Cyprus creates inter-ministerial Schengen Task Force to keep 2026 accession on schedule

Cyprus creates inter-ministerial Schengen Task Force to keep 2026 accession on schedule
Cyprus took a concrete step toward joining the passport-free Schengen Area on 22 October by establishing an inter-ministerial Schengen Task Force housed in the Ministry of Foreign Affairs. According to the policy note released the same day, the new body brings together the ministries of interior, justice, finance and transport, plus police, customs and data-protection authorities, to coordinate “last-mile” compliance work in six priority fields: external‐border management, visa issuance, police cooperation, returns, personal-data safeguards and full connection to the Schengen Information System (SIS).

The Task Force will meet monthly and report progress directly to the Council of Ministers. An accelerated roadmap sets interim deadlines: biometric enrolment booths at the Republic’s two international airports by February 2026; live data exchange with SIS by April; and an external-borders evaluation by a joint EU inspection team in June. Officials said €42 million of EU cohesion funding has already been earmarked for hardware and training.
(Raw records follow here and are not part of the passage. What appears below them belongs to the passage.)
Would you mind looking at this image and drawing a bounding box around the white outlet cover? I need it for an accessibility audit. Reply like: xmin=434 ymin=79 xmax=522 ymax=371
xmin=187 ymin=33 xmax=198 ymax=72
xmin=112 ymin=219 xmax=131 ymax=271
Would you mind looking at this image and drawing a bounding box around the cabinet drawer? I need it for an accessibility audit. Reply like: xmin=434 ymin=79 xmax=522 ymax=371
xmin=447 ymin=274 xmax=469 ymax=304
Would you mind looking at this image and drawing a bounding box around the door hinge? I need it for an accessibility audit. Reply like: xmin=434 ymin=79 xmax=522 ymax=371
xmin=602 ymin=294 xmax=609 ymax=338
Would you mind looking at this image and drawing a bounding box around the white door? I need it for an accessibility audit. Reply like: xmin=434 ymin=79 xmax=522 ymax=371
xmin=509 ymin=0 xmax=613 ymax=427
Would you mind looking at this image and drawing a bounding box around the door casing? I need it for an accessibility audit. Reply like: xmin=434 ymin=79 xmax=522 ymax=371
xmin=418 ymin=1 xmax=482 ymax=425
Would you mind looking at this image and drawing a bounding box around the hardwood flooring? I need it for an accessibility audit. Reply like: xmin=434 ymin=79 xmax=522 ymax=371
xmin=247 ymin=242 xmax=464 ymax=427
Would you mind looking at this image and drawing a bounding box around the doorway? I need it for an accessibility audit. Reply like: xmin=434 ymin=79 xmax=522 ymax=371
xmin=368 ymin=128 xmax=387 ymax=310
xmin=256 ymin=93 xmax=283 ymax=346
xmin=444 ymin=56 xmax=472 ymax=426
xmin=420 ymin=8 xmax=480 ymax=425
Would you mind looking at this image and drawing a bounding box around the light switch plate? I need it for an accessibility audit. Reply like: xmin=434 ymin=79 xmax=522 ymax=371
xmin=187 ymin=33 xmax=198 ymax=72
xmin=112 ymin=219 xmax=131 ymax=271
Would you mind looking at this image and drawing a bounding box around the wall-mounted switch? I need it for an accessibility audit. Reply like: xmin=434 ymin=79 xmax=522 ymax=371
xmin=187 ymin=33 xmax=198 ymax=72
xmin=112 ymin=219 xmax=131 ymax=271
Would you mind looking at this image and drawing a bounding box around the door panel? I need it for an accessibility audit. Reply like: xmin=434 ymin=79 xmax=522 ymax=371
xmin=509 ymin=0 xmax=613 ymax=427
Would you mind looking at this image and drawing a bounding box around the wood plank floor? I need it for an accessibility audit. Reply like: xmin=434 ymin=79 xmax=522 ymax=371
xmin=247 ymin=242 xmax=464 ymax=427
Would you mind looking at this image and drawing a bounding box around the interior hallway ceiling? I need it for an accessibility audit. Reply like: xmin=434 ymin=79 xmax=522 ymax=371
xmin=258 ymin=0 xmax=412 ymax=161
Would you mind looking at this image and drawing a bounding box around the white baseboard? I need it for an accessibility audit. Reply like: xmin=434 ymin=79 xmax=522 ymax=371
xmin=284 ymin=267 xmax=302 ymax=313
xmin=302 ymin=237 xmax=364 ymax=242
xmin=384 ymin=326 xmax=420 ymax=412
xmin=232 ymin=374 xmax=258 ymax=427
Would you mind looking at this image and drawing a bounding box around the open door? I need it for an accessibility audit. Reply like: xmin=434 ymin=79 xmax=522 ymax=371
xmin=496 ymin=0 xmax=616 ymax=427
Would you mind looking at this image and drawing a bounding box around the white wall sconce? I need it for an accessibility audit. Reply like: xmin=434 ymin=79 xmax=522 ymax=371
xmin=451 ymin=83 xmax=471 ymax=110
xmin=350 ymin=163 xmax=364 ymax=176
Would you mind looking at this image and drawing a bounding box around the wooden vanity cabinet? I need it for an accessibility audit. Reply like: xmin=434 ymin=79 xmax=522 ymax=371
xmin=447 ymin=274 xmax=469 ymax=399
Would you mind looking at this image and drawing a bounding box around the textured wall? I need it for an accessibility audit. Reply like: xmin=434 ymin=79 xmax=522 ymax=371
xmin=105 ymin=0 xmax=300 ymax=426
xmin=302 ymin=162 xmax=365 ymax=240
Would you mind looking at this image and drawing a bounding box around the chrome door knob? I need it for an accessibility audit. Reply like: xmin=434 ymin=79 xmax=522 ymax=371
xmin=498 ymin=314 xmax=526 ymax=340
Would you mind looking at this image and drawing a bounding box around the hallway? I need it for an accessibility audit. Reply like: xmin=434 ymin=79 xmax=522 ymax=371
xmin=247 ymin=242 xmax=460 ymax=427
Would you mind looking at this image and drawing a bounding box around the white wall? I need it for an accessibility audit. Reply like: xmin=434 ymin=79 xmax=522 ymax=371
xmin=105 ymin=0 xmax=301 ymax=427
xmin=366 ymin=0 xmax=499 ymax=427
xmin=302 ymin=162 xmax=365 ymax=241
Business-travel associations welcomed the move. Cyprus’s absence from Schengen means corporate travellers still face passport checks when connecting through other EU hubs, adding up to 45 minutes to journey times and complicating multi-country itineraries. Joining Schengen would eliminate those checks, align Cyprus’s visa code with the rest of the bloc and allow the island to issue uniform short-stay visas—key for regional headquarters that shuttle staff between Cyprus and mainland Europe.

Immigration lawyers, however, caution that Cyprus must still prove it can police the 180-kilometre UN-patrolled buffer zone separating the government-controlled south from the Turkish-administered north. Brussels will insist on credible contingency plans to prevent irregular crossings once internal borders disappear. The Task Force said it will work closely with UNFICYP and FRONTEX to design joint patrol protocols and deploy mobile surveillance towers along vulnerable stretches of the Green Line.

For global-mobility managers, the message is clear: although full Schengen membership is not expected before the second half of 2026, companies relocating staff to Cyprus can now plan on an aligned visa regime and frictionless onward travel inside the EU within 18-24 months. HR teams should start auditing travel-policy language, especially Schengen-stay limits, to avoid compliance gaps once Cyprus makes the leap.